The security-financier-war-profiteer nexus now controlling our lives and livelihoods is on the defensive, at least for a while, and doesn’t it feel great? Just to see former chief spook Dennis Blair, California Senator Dianne Feinstein, Jane (‘The Bouffant’) Harmon and all of rest of them scramble to explain why Americans should be reassured about mass snooping is delightful. They know they’ve been caught red-handed in the revelations about PRISM and metadata.
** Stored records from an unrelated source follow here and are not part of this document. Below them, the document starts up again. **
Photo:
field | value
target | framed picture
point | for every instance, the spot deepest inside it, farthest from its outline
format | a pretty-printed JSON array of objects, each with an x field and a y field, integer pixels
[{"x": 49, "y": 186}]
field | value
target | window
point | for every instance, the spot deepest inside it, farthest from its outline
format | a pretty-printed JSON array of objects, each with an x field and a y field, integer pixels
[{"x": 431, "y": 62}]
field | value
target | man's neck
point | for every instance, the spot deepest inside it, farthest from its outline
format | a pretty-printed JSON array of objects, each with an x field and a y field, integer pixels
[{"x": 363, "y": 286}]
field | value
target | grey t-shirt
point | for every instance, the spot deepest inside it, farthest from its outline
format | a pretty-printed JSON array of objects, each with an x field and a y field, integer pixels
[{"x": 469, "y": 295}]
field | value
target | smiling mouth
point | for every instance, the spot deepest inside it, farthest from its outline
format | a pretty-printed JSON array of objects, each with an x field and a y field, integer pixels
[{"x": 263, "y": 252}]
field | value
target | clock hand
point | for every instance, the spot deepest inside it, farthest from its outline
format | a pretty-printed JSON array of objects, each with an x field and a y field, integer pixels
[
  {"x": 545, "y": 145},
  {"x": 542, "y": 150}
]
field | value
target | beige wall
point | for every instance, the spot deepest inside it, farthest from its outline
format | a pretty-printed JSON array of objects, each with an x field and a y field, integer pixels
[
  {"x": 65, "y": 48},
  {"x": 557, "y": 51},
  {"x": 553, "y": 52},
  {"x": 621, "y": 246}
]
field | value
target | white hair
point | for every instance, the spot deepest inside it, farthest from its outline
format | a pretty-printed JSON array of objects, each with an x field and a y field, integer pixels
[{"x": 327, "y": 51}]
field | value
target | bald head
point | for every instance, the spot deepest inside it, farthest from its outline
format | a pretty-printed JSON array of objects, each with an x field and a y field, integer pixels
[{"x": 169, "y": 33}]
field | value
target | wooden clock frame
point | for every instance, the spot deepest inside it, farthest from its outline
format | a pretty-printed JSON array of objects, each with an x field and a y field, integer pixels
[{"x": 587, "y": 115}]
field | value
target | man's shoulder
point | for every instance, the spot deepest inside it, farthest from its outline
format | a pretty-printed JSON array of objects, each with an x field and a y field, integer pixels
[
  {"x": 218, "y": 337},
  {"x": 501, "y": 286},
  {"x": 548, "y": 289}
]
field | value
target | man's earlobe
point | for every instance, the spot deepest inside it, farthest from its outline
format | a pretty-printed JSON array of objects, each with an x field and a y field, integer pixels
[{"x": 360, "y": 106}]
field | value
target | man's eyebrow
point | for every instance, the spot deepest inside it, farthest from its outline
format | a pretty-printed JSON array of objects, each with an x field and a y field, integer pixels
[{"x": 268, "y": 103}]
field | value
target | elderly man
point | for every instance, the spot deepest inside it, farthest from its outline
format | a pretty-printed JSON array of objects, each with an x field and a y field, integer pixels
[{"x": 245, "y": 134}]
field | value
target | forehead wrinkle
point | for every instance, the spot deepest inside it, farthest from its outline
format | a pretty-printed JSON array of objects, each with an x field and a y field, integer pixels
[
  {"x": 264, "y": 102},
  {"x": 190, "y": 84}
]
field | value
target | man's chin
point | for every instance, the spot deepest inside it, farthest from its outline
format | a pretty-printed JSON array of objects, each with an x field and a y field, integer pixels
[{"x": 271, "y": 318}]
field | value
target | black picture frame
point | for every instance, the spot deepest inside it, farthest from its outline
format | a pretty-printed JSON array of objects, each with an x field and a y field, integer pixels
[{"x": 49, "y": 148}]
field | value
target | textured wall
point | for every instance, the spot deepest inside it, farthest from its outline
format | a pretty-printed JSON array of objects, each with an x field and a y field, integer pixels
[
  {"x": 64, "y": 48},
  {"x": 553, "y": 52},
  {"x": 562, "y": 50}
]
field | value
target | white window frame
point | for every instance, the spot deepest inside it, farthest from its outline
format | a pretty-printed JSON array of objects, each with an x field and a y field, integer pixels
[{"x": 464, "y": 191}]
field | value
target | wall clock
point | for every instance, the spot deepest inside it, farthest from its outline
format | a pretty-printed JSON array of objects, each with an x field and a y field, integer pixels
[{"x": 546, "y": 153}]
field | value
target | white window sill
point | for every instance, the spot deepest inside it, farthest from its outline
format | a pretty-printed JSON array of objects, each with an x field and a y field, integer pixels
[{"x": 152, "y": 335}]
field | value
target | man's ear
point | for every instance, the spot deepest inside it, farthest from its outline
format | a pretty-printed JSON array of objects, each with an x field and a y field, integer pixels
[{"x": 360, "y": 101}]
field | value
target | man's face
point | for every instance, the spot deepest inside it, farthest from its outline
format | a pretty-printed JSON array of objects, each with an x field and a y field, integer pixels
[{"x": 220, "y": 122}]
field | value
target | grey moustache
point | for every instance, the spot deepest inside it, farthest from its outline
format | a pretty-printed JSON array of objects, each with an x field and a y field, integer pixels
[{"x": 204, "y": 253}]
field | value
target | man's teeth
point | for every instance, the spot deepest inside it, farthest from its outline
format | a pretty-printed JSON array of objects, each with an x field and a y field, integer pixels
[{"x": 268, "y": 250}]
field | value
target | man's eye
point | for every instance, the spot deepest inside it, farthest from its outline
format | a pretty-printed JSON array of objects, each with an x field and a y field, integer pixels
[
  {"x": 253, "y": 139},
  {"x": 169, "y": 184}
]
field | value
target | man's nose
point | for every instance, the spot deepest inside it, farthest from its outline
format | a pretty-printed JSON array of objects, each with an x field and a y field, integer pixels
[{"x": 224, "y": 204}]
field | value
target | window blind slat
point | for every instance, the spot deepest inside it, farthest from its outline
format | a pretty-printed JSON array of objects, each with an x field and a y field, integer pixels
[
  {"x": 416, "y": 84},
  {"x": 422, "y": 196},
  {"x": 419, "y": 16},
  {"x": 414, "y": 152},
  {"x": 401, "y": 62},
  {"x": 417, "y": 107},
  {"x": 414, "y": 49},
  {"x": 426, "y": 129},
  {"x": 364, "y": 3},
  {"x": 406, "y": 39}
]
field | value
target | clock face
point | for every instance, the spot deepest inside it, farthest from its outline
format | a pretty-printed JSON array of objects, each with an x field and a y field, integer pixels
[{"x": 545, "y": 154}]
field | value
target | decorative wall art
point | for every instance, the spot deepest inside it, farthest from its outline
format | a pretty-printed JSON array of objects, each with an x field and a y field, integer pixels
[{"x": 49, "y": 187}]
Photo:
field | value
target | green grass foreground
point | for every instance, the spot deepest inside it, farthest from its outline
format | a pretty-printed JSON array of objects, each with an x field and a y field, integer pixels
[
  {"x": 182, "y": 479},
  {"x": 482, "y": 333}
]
Their fallback position, as usual, is that only Really Bad People will be affected by the Stasi-fication of the U.S.A., and therefore you and me and Uncle Artie can go about our business just fine, play video games and sleep peacefully in our beds. I’m sure a lot of people in socialist Poland thought and felt the same way—until they ran afoul of the ruling clique and discovered that the secret police could chew them up and spit them out for breakfast. It always feels remote until it’s not.

That’s why Senator Udall and the voices of minimal reason should drop their claims that the snooping and data-massing doesn’t work to stymie terrorist acts. Who knows? It probably does sometimes—police states can be quite effective. Is that how we want to live? We’d better decide soon. Meanwhile, the snooper state can always say, Tut, tut, you don’t know the secrets, and we can’t reveal them.

Jane Harmon spent a decade on the highly select super-panel (‘gang of eight’) in the House of Representatives that had oversight over all this, and she admitted tonight on The News Hour that she was completely surprised to learn in the mid-00s of the vast and illegal wiretapping that occurred under Bush. This was, perversely, her attempt to defend the current system of review, which is laughable on its face—if one of eight people in the elected branch of government who are the only ones permitted to know what is going on confesses that she didn’t have a clue, the security state is by definition out of control.

Harmon argued that she and her colleague solons passed new laws right away, so the system worked. She didn’t admit (and the useless Gwen Ifill didn’t ask her) that the only way anyone found out about the violation was through an Edward Snowden-style leak. Thus unintentionally, Harmon admitted that such leaks--not her undistinguished self--provide our only real check on the runaway power of the security state.

That’s why Snowden’s face should be stamped on quarters, and profiteering traitors like Feinstein should be exiled to a remote swampland and shunned from patriotic society. It’s not whistle-blowers and alarm-sounders who are putting our nation in jeopardy—it’s the intellectual thugs who wrap themselves in the ashes of the 9/11 victims to insist we need Karla to protect us and who get paid handsomely to sell us out.